1. Introduction
Epilepsy is a common brain disease characterized by spontaneous recurrent seizures that affects up to 70 million people worldwide (Thijs et al., 2019). Epilepsy can be caused by a variety of factors including inherited and de novo gene mutations or can be acquired as a result of a brain injury (Pitkanen et al., 2015; Steinlein, 2008). While there are over 30 approved anti-seizure medications (ASMs) in clinical use, pharmacoresistance remains as high as 30%, a rate that has not changed in decades (Klein et al., 2024). Moreover, ASMs have shown no apparent impact on disease progression and can cause serious side effects (e.g ., dizziness, headaches) (Perucca et al., 2023), highlighting the need for novel therapies.
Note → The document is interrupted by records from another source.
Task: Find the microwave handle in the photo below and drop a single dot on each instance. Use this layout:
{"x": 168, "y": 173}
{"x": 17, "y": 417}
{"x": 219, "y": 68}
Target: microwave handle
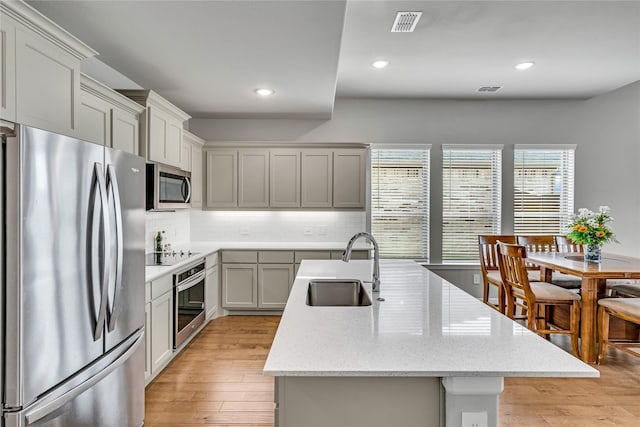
{"x": 187, "y": 199}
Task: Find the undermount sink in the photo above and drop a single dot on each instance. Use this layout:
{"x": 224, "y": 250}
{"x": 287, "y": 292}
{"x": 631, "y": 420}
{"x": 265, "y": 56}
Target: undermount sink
{"x": 337, "y": 292}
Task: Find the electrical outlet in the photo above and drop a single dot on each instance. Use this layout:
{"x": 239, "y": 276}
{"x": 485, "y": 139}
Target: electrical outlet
{"x": 474, "y": 419}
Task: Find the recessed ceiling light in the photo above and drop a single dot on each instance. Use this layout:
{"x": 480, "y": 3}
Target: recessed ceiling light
{"x": 525, "y": 65}
{"x": 264, "y": 91}
{"x": 380, "y": 63}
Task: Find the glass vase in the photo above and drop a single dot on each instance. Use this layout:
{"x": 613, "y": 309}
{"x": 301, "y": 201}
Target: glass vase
{"x": 593, "y": 254}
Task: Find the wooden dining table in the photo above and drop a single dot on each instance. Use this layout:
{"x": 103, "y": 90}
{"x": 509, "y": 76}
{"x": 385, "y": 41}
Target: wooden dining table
{"x": 594, "y": 277}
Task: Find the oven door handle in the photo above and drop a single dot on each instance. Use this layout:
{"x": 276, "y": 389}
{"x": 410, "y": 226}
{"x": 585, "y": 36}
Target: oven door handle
{"x": 191, "y": 282}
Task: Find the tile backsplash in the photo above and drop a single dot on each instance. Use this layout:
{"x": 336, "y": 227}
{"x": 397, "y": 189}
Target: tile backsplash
{"x": 176, "y": 226}
{"x": 182, "y": 226}
{"x": 278, "y": 226}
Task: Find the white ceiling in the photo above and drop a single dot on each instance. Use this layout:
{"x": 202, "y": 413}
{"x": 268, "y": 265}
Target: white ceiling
{"x": 207, "y": 57}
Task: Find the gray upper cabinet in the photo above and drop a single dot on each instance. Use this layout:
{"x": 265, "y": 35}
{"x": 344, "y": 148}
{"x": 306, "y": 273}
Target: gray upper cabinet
{"x": 284, "y": 178}
{"x": 222, "y": 179}
{"x": 196, "y": 164}
{"x": 185, "y": 158}
{"x": 107, "y": 117}
{"x": 349, "y": 178}
{"x": 40, "y": 77}
{"x": 160, "y": 128}
{"x": 253, "y": 178}
{"x": 317, "y": 177}
{"x": 7, "y": 68}
{"x": 94, "y": 117}
{"x": 125, "y": 128}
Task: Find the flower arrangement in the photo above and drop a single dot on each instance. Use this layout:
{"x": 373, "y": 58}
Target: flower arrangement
{"x": 590, "y": 228}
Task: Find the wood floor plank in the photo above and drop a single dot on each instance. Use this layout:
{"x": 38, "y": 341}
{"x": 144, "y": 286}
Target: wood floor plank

The cell and molecular hallmarks of neuroinflammation are a common finding in brain samples from patients who underwent neurosurgical resection of seizure-generating tissue. Accordingly, there is interest in therapeutic targeting of neuroinflammatory pathways such as interleukin-1β (IL-1β) for seizure control and possibly disease modification (Aronica et al., 2017; Devinsky et al., 2013; Vezzani et al., 2011). Extracellularly released adenosine triphosphate (eATP) functions as a damage-activated molecular pattern (DAMP), mediating pro- and anti-inflammatory effects via ionotropic P2X and metabotropic P2Y receptors (Andrejew et al., 2020; Beamer et al., 2021). Among these, the P2X7 receptor (P2X7R) has attracted particular attention (Beamer et al., 2017; Engel et al., 2021). Activation of the P2X7R requires high amounts of eATP, limiting its function mainly to pathophysiologic circumstances, and results in opening of a non-selective cationic channel permeable to Na+, K+ and Ca2+, leading to the later release of IL-1β. The receptor is normally expressed at low levels in the brain, in particular on microglia and oligodendrocytes (Alves et al., 2024; Illes et al., 2017; Kaczmarek-Hajek et al., 2018). P2X7R expression increases in the brain in experimental models of epilepsy and is elevated within the hippocampus from patients with treatment-resistant epilepsy (Alves et al., 2024; Dona et al., 2009; Engel et al., 2012; Jimenez-Pacheco et al., 2016; Morgan et al., 2020). P2X7Rs have been implicated in a variety of pathological processes relevant to epilepsy including increased permeability of the blood brain-barrier (BBB), altered neurotransmitter release, cell death and neuroinflammation (Andrejew et al., 2020; Klein et al., 2018; Sperlagh et al., 2014).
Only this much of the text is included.